This excerpt comes from our sister magazine Architectural Lighting.
The ongoing evolution of LEDs in lighting has upended the traditional specification process, making it difficult for designers to know whether the luminaires they spec today will be available in a few months or even years, whether the manufacturer will still be in business, or even whether the product’s performance will be competitive with new offerings available when the project is completed. Given these constraints, how should designers and manufacturers specify luminaires today?
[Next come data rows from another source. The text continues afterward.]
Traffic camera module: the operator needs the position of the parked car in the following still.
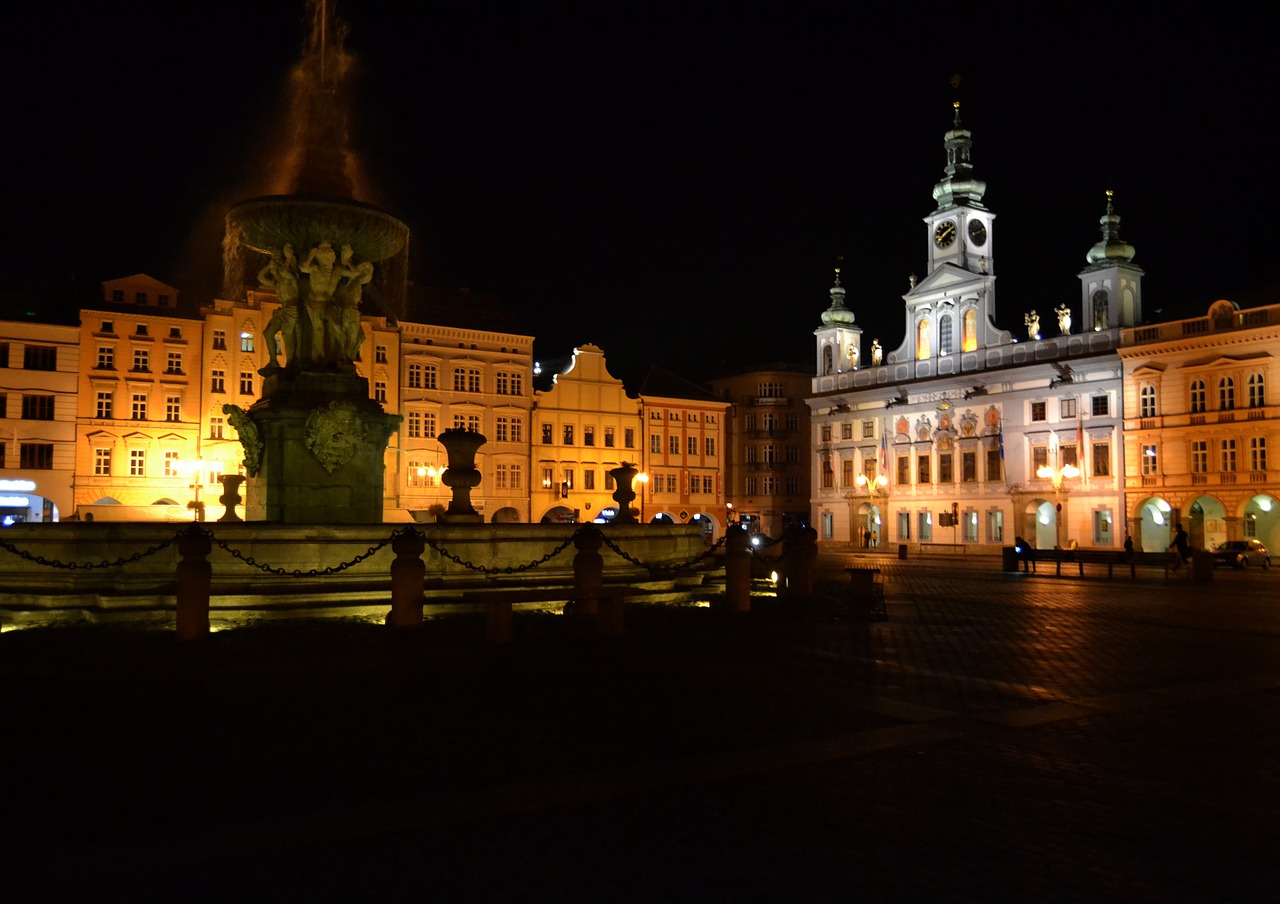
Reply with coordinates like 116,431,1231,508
1213,540,1271,569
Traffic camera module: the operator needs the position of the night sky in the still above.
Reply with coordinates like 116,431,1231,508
0,0,1277,382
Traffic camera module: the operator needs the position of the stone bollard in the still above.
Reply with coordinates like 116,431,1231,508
567,526,604,618
387,529,426,627
177,524,214,640
724,525,751,612
783,528,818,599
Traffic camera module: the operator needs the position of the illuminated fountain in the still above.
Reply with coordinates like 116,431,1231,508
223,0,408,524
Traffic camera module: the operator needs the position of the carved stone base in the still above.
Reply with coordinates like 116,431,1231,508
244,371,401,524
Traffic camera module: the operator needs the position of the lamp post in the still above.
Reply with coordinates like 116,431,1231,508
1036,465,1080,548
636,471,649,524
854,474,888,545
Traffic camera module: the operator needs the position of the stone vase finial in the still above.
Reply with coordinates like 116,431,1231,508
438,428,488,524
609,461,640,524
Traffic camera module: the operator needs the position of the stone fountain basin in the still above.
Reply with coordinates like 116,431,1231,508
227,195,408,261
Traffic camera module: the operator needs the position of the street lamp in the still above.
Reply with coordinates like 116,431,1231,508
1036,465,1080,547
636,471,649,524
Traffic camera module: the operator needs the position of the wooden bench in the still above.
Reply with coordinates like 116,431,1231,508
1019,549,1170,577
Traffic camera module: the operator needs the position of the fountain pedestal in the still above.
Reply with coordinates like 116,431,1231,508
235,371,401,524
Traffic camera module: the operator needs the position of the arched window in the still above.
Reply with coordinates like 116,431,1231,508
1139,383,1156,417
1249,374,1267,408
960,307,978,352
1192,380,1206,415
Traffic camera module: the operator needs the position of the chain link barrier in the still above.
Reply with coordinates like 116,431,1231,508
0,528,186,571
593,526,728,574
197,528,401,577
0,524,732,577
422,531,577,575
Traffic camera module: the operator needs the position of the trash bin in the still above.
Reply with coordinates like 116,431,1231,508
1190,549,1213,584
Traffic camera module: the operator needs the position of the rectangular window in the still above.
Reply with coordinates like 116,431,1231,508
1249,437,1267,471
22,396,54,420
22,346,58,370
1093,443,1111,478
18,443,54,471
1192,439,1208,474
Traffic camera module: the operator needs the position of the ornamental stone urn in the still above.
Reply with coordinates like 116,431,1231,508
438,428,488,524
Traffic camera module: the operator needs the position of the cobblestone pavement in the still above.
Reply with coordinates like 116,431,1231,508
0,557,1280,901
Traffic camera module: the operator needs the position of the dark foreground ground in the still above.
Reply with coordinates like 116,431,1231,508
0,558,1280,901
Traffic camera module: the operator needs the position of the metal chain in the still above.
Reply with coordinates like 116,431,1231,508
0,529,186,571
426,533,577,575
198,528,399,577
584,528,727,572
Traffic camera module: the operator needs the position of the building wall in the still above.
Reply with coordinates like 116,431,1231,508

Manufacturers suggest that designers keep their specs loose and stay in communication with the company. “An overly rigid specification could actually limit the ability of the customer to install the best technology,” says Jerry Duffy, GE Lighting’s global product general manager. (Manufacturers also should be notifying designers about items that might impact product changes and availability.)
The biggest issue, however, is making sure fixtures specified today can be used with increasingly sophisticated lighting controls. “[A] project being designed today may be built in 2018,” says Antonio Giacobbe, a commercial engineer at Osram Sylvania. “Couple this with the trend of lighting manufacturers embedding their own proprietary lighting controls in their fixtures, and you wind up with the potential for a control compatibility problem to extend down the road. How will the lighting professional who specified the project make sure that all of the new fixtures added to the project are compatible from a controls perspective?”